External validation of the model

To assess the generalizability of the predictive model, external validation was conducted using data from West China Hospital. The model, initially trained and internally validated using data from Shanghai General Hospital, was applied to this independent dataset. The LightGBM model demonstrated strong clinical discrimination, achieving an AUROC of 76.60% in the external validation set. Furthermore, the model exhibited good calibration, clinical applicability, and net benefit (Figure 7).

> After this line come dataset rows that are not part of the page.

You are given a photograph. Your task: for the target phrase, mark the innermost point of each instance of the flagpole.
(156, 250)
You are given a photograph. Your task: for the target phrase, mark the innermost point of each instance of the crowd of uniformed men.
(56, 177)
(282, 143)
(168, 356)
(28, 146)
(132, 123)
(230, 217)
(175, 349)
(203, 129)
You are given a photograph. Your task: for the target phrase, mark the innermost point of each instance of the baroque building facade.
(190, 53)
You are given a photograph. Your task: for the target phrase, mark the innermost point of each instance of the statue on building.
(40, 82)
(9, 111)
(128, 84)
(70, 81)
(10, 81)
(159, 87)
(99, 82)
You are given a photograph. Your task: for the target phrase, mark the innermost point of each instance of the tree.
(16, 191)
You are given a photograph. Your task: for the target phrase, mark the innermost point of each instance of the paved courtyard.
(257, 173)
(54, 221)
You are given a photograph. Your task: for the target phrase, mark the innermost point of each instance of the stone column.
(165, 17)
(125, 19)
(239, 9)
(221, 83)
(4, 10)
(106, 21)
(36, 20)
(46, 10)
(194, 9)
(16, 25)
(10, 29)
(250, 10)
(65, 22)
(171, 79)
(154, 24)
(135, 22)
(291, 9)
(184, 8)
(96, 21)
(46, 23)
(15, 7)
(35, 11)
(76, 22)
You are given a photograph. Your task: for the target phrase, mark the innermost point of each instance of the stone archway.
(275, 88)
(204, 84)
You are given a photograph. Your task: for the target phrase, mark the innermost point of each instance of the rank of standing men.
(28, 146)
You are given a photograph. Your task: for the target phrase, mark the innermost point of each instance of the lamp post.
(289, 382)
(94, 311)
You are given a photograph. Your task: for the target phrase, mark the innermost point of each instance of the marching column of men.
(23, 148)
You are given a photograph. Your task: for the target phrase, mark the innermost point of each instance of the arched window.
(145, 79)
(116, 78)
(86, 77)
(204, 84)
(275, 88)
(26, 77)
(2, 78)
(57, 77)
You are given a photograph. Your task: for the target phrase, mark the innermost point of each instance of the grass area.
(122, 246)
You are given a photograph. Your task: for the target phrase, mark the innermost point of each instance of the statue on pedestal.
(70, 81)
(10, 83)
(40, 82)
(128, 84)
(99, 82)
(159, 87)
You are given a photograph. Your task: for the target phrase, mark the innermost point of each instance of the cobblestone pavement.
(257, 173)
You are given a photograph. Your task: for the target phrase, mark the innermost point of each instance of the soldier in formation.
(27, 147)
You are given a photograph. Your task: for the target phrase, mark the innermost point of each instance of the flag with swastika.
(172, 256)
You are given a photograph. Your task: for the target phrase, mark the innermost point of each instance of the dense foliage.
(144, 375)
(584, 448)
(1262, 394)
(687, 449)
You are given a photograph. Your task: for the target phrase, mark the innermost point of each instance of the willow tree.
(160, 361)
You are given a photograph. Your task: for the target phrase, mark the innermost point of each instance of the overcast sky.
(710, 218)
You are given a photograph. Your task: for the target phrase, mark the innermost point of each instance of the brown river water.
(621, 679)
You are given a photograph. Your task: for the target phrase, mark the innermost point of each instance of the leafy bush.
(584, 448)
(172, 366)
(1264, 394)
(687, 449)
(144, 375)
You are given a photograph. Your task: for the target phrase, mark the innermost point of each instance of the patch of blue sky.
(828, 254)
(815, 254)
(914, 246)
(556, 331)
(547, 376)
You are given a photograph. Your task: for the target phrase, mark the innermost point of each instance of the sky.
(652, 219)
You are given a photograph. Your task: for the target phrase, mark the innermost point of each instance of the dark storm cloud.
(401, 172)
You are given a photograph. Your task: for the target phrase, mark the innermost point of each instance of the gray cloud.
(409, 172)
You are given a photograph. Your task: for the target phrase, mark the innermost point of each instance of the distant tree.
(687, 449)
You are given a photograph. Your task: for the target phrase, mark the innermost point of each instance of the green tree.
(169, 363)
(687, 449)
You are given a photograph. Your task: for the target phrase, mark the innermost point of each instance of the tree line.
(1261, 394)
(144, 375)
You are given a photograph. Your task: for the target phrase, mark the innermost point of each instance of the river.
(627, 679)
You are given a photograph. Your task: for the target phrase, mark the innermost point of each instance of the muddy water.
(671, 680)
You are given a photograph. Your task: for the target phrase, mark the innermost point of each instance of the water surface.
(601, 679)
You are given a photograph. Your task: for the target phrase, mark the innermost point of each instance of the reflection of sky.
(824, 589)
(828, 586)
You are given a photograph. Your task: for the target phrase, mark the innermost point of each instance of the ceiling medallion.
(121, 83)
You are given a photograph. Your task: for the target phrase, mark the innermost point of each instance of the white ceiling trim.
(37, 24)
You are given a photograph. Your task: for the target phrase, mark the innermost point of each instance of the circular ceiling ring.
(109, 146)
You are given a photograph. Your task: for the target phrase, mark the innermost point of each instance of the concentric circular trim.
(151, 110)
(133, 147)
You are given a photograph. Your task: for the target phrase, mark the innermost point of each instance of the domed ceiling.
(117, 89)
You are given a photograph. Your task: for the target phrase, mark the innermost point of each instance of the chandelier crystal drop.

Figure 7 The diagnostic performance of LightGBM model on the external validation set. The figure shows ROC curves (A), calibration curves (B), and DCA curves (C). DCA, decision curve analysis; LightGBM, light gradient boosting machine; ROC, receiver operating characteristic.

Discussion

In this study, we developed and validated nine machine learning-based models to predict the likelihood of GSU, and compared their predictive performance. Results from the test dataset indicated that the LightGBM model exhibited the highest accuracy in identifying individuals at risk for GSU. Compared to other models, LightGBM demonstrated superior performance across multiple evaluation metrics, including ROC curves, calibration curves, and DCA. In external validation, although the model’s performance was slightly lower than in the training and test sets, it maintained strong discriminatory ability, achieving an AUROC of 76.61%. Furthermore, the calibration curve and DCA curve remained within acceptable levels. Additionally, to enhance clinical applicability, an online prediction tool was developed, enabling users to efficiently generate individualized risk predictions and support evidence-based clinical decision-making. By accurately predicting GSU risk, our model may facilitate early intervention and personalized treatment planning, potentially improving long-term prognosis and reducing the risk of biochemical recurrence and distant metastasis. This predictive model addresses the limitations of traditional assessment methods, offering a more reliable foundation for clinical treatment decisions.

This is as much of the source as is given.